View of the Morgan Block store at 2112 Second Street in Eureka. Clark's
bricks are in the walls of the store on the right. The bricks are painted white.

It is known that some of Clark's bricks went into five single-story brick buildings on the Morgan Block, on the southeast corner of E and Second streets in downtown Eureka. Owner Alonzo Morgan hired Clark to construct the brick buildings in 1875. The Morgan Block opened for business in May 1876. Some of Clark's brick can be seen in a couple of the original buildings standing on this block, although they have been painted. The building at 2112 Second Street displays Clark's brick on the south exterior wall. Exposed Clark bricks can be seen on the north interior wall of this building. The Janssen Building at 422 First Street is believed to be another example of Clark's bricks built in 1875. The bricks on the front facade are painted, but the western exterior wall displays exposed bricks. The Janssen Building provides the description below for Clark's bricks.

It appears that Clark must have operated his brickyard briefly during the mid-1870s. He was not listed in the 1880 Census Records for Eureka, so he may have left town by that time. No additional information was found on Amos Clark. John E. Hill had started up his brickyard on the Eureka Slough in Eureka at about the same time, so some of the bricks in the structures built since 1875 may have come from Hill's brickyard. A distinguishing feature in differentiating the bricks made by Clark and Hill is the presence of clam shells in Hill's bricks and their absence in Clark's brick. Clark's bricks are also slightly smaller and thinner than Hill's bricks.

View of the 1875 Janssen Building in Eureka.
View of the 1875 Janssen Building in Eureka.

Clark Brick

Common bricks range in color from light orange to dark red and some are mottled in light to dark shades. The surface is coated with quartz sand. The form is poor with irregular dull edges and dull corners. There are large gouges and pits, as much as 1 inch in diameter, on the surface. An irregular lip up to 1/4 inch in thickness occurs around the tops of some bricks. Patches of excess clay are attached to some surfaces. Some bricks are cracked. Longitudinal stack indentation, leaving a longitudinal ridge across the center, was seen on the sides of some bricks. Some bricks are burnt to black. The bottom face is flat and smooth. The top face was not observed. The interior appears to lack clasts, although, so few were seen. In the lighter colored bricks that are under-fired, the exposed interior clay has turned to loose powder. The interior is composed of orange to orange-red porous fine sandy clay, some of which appears to have laminations. This brick was made using the soft-mud process. A range of sizes is noted, some bricks were noticeably thinner than others. Length 7 3/4 - 8, width 3 3/4 - 4, height 1 3/4 - 2 3/8 inches.

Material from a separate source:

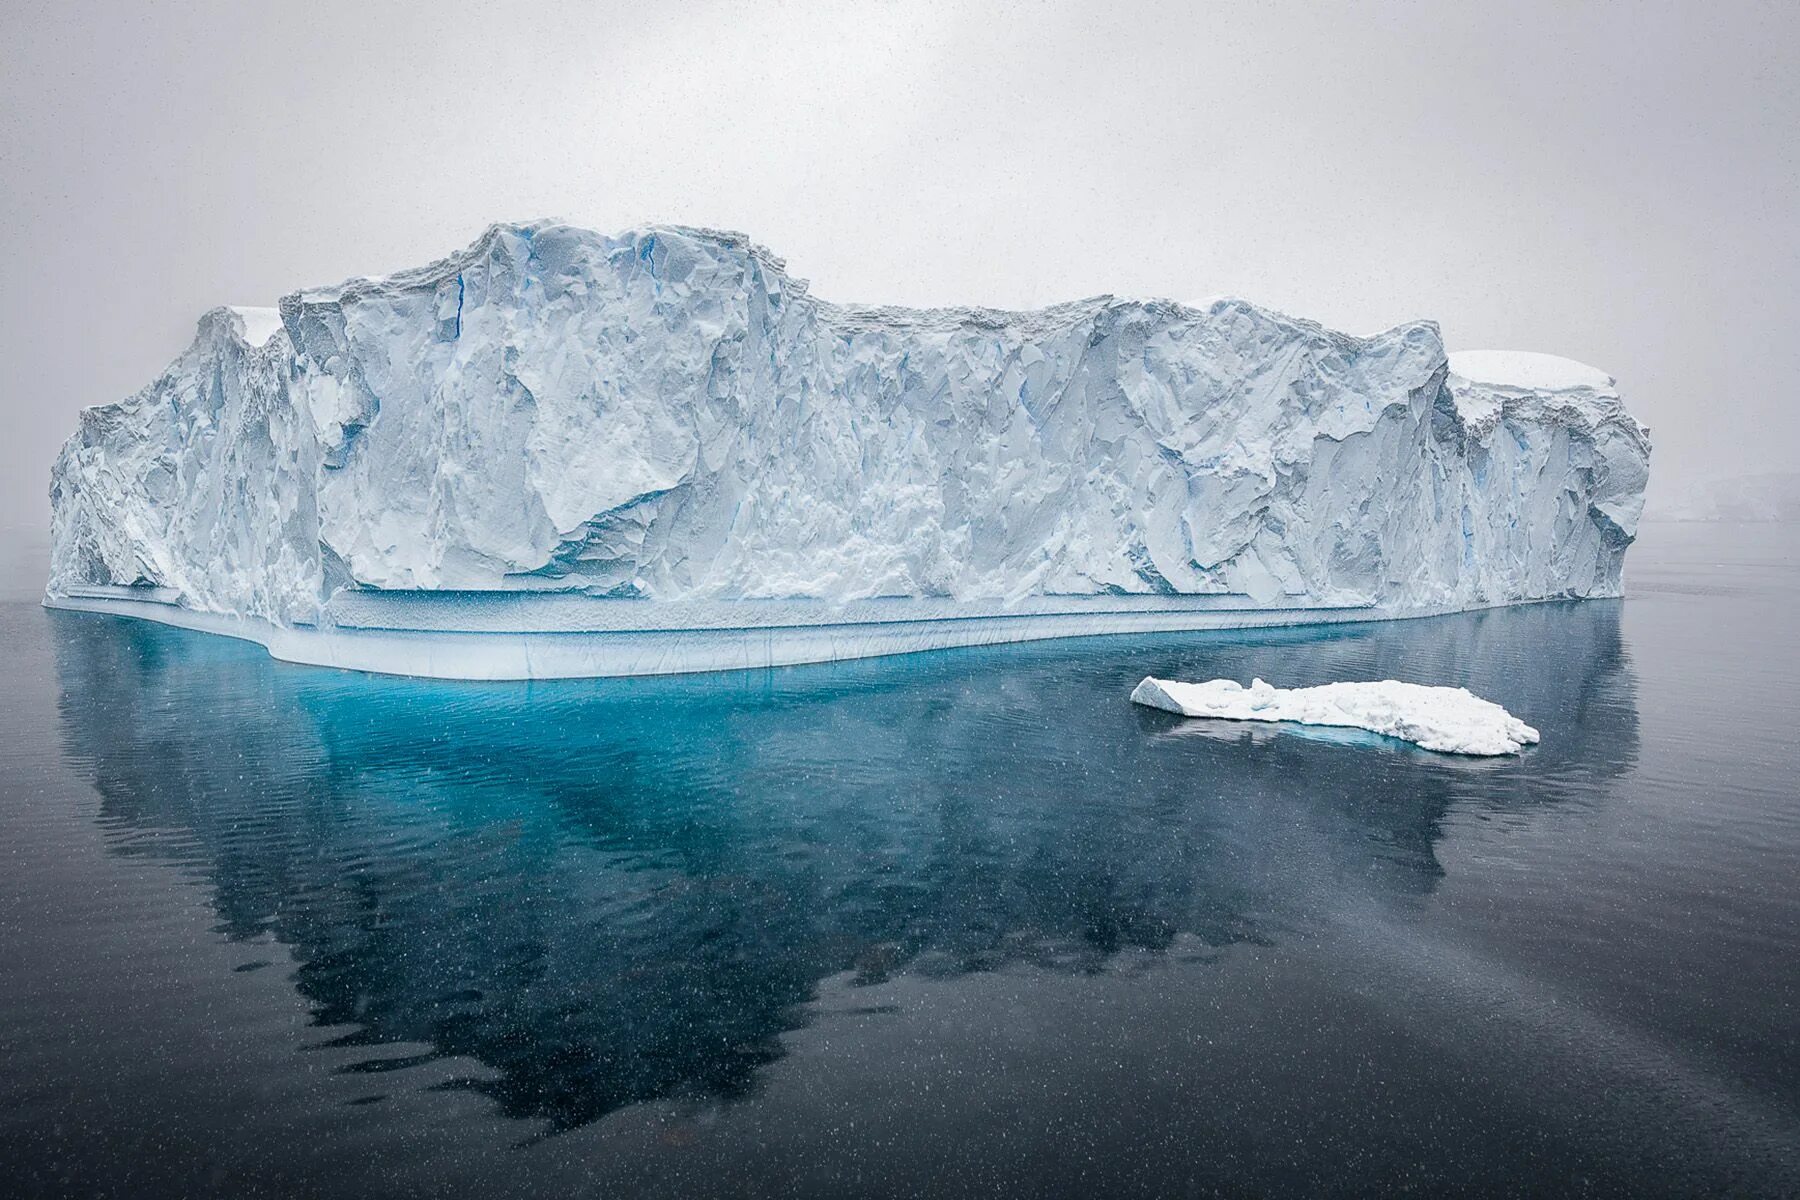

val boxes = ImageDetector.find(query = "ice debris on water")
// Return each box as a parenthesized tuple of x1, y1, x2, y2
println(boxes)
(1130, 676, 1540, 756)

View of the sides of the Clark common brick.
View of the sides of the Clark common brick.

View of the sides of the Clark common brick.
View of the sides of the Clark common brick.

View of the sides of the Clark common brick showing a burnt end.
View of the sides of the Clark common brick showing a burnt end.

View of the bottom faces of the Clark common brick.
View of the bottom faces of the Clark common brick. Brick on the left shows laminations in the clay.

References

Baldivia, Stefani, Research Assistant, Humboldt County Historical Society, personal communications, 2014.

Eureka Heritage Society, Eureka, An Architectural View, Eureka, California, reprint, 1994.

Federal Census Records, 1870.

Federal Census Records, 1880.

From Burning Board to Bricks, Alonzo Monroe's 'Phoenix,' Humboldt Historian, September-October 1991, p. 14-16.

Humboldt County Historical Society Museum, Eureka, California, 2014.